Quando un film è finito, la troupe lo archivia per sempre, gli attori, invece, iniziano a sudar freddo. Uscirà? Distribuito come? Esce d’estate? In quante copie? 12? Davvero? Contro un Avengers? E chi lo guarda? Nessuno. Il problema è quando capita che non lo guardi nessuno nemmeno a ottobre. O a Natale. O a febbraio. I distributori, e ormai hanno ragione, hanno paura. E allora noi attori dobbiamo “metterci la faccia”. E lì arriva tutto ciò che è “Dopo”: l’uscita in sala, la promozione, le conferenze stampa. I giornalisti di cinema, la stampa. Quella amica, che siccome ti è amica preferisce non esporsi. Quella nemica, che non vede l’ora di farlo. Io, di amici giornalisti ne ho tantissimi. Nemici, pochissimi. Sono uno che ha sempre bevuto e mangiato moltissimo: alle presentazioni dei film e ai festival ci vado solo per il buffet. Ed è lì che ti fai gli amici veri.
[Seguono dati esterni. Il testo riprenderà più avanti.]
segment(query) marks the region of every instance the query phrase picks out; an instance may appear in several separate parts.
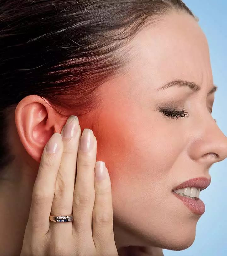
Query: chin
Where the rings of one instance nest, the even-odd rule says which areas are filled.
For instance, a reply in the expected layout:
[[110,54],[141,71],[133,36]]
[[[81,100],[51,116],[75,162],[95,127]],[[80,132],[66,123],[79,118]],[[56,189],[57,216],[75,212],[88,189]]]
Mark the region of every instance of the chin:
[[[172,234],[172,235],[171,235]],[[154,245],[155,247],[172,251],[182,251],[190,247],[195,238],[195,230],[182,230],[180,232],[170,232],[161,239],[158,237]]]
[[169,222],[169,224],[168,227],[165,225],[158,229],[148,229],[146,232],[141,233],[143,240],[146,241],[146,246],[182,251],[192,245],[195,238],[196,225],[194,222],[189,221],[184,225],[182,223],[181,225],[179,222],[170,226]]

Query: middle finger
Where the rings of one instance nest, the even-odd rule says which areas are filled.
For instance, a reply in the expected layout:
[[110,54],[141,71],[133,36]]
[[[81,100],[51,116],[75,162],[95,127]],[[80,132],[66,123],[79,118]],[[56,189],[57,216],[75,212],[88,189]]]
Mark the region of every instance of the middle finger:
[[74,216],[73,224],[76,229],[84,232],[88,232],[91,235],[95,202],[94,172],[97,147],[97,140],[92,131],[84,129],[78,149],[73,211]]
[[78,118],[71,116],[61,133],[63,153],[56,179],[51,215],[65,215],[72,213],[77,156],[81,133]]

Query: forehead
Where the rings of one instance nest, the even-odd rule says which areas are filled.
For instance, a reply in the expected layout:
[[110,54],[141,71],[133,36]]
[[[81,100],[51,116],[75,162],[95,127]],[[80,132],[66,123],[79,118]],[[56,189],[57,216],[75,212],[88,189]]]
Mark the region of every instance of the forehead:
[[212,84],[207,39],[188,14],[174,12],[148,23],[130,44],[131,70],[140,79],[154,85],[176,79]]

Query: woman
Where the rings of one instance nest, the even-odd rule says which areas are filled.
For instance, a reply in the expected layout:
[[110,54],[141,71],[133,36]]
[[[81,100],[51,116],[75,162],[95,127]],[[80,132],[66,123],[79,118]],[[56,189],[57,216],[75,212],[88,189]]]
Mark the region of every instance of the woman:
[[93,131],[109,171],[118,250],[190,246],[204,211],[199,191],[227,157],[211,114],[208,46],[191,12],[179,0],[0,8],[4,255],[20,252],[44,149],[71,115]]

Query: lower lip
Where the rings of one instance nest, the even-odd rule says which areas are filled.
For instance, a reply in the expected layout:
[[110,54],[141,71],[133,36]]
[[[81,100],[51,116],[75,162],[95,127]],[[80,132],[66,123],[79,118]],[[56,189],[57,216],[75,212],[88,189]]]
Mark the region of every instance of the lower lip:
[[205,205],[204,203],[200,199],[195,200],[188,197],[181,196],[172,191],[172,192],[183,203],[194,213],[198,215],[201,215],[205,212]]

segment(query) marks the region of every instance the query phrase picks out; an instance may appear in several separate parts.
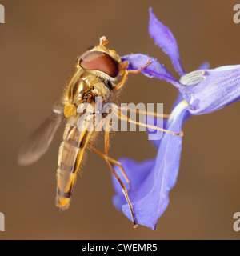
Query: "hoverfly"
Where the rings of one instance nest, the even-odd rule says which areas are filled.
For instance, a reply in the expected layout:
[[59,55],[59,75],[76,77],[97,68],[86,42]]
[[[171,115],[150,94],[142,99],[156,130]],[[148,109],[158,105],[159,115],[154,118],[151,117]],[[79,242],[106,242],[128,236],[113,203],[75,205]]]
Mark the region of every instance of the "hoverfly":
[[[123,86],[128,74],[138,74],[146,67],[150,61],[138,70],[127,70],[128,62],[122,62],[116,51],[106,48],[106,45],[108,42],[109,41],[106,37],[102,37],[99,45],[77,58],[75,70],[66,84],[62,98],[54,105],[51,115],[22,146],[18,154],[18,163],[24,166],[38,160],[47,150],[60,124],[66,122],[63,140],[58,153],[57,206],[61,210],[69,207],[76,175],[82,167],[82,158],[88,146],[106,160],[111,172],[122,186],[124,196],[131,211],[134,227],[135,228],[138,224],[133,206],[128,196],[128,190],[112,165],[118,166],[128,184],[130,184],[130,181],[121,163],[108,155],[110,130],[106,128],[110,126],[110,121],[103,119],[100,122],[101,126],[105,124],[106,127],[104,137],[104,153],[101,153],[92,146],[92,142],[98,132],[93,127],[93,129],[89,129],[90,126],[93,126],[93,123],[95,122],[96,113],[94,111],[90,114],[88,118],[81,119],[81,118],[83,115],[82,106],[84,103],[87,103],[94,108],[94,100],[96,97],[99,96],[102,97],[103,105],[111,102],[114,91],[120,90]],[[122,80],[114,84],[114,82],[121,76],[122,76]],[[114,109],[113,112],[120,118],[131,122],[134,122],[123,115],[120,109]],[[100,114],[106,118],[106,114],[100,113]],[[80,119],[83,120],[81,123],[81,129],[78,126]],[[136,124],[139,125],[138,122]],[[148,125],[145,126],[150,128],[154,127]],[[161,128],[159,130],[166,131]],[[170,133],[179,135],[179,134]]]

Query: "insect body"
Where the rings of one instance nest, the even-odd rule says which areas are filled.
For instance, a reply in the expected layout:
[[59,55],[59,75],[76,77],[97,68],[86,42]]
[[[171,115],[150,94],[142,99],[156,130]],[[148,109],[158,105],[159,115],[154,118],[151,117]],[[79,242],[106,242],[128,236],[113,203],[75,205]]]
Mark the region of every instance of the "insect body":
[[[37,160],[47,150],[55,131],[61,123],[65,122],[63,140],[61,143],[58,162],[57,206],[65,210],[70,206],[74,184],[77,173],[81,170],[82,159],[86,147],[103,158],[111,172],[119,182],[122,192],[131,211],[134,227],[137,221],[134,208],[128,196],[128,190],[120,179],[112,164],[119,166],[124,178],[130,187],[121,163],[108,155],[110,119],[108,114],[96,108],[96,98],[101,98],[102,106],[114,101],[114,92],[122,87],[129,73],[138,74],[146,67],[149,61],[138,70],[127,70],[128,62],[122,62],[114,50],[107,49],[106,37],[100,38],[100,43],[92,50],[78,58],[75,63],[75,70],[70,77],[60,101],[54,104],[51,115],[32,134],[22,146],[18,154],[20,165],[29,165]],[[122,80],[115,84],[119,77]],[[112,109],[114,114],[130,122],[145,126],[149,128],[182,135],[165,130],[160,127],[142,124],[130,119],[121,112],[121,108]],[[98,114],[103,118],[97,122]],[[156,117],[156,115],[154,114]],[[99,126],[104,126],[104,153],[101,153],[92,146],[98,135]]]
[[[96,122],[95,98],[101,97],[103,106],[112,102],[114,91],[122,87],[127,74],[138,73],[150,62],[147,62],[138,70],[126,70],[128,62],[122,62],[114,50],[107,49],[105,46],[107,43],[108,40],[106,37],[102,37],[98,46],[77,59],[75,70],[65,88],[63,96],[54,106],[51,116],[33,134],[19,152],[18,163],[20,165],[28,165],[36,162],[47,150],[60,124],[66,122],[63,141],[59,149],[57,171],[57,206],[62,210],[69,207],[76,175],[81,169],[86,148],[91,145],[94,137],[98,134],[94,128]],[[114,84],[114,82],[122,75],[120,82]],[[84,104],[89,104],[94,110],[88,115],[88,118],[82,118]],[[87,109],[85,110],[88,111]],[[119,115],[119,113],[118,110],[115,110],[117,116]],[[106,118],[106,114],[102,114],[103,118]],[[106,126],[109,127],[110,121],[106,122],[104,119],[100,125],[103,126],[104,122]],[[78,125],[79,123],[81,129]],[[134,227],[136,227],[138,225],[127,190],[113,169],[112,164],[118,165],[127,182],[129,180],[121,164],[108,156],[108,129],[105,130],[104,142],[104,154],[90,146],[91,149],[105,158],[111,171],[120,182],[132,213]]]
Quando un film è finito, se non si tratta di uno di quei rari casi di film davvero grandi, che hanno già una distribuzione garantita, comincia una guerra fatta di mille battaglie che i produttori portano avanti per portare il film in sala. Al cinema. Abbiamo ancora questo brutto vizio di voler far vedere i film prima al cinema. A noi piacciono da morire quei posti al buio. Dove sei circondato da gente che non conosci, che sta provando la tua stessa emozione. E che fa un sacco di rumori inutili. Ecco perché poi finiamo tutti nelle dark room, almeno lì, visti i tempi, ci troviamo più gente.

Distribuire un film è un’impresa. Promuoverlo è una follia. E di questo vi racconterò nell’ultima parte di questa epopea spalmata in quattro puntate che dovevano essere tre, come se fossi Ortolani e il suo Ratman, e invece sono solo quello che vi racconta l’assurdo del mio mestiere! Ah, il prossimo mese vi spiego perché gli uffici stampa mi odiano così tanto. Se sopravvivo al caldo. E a loro.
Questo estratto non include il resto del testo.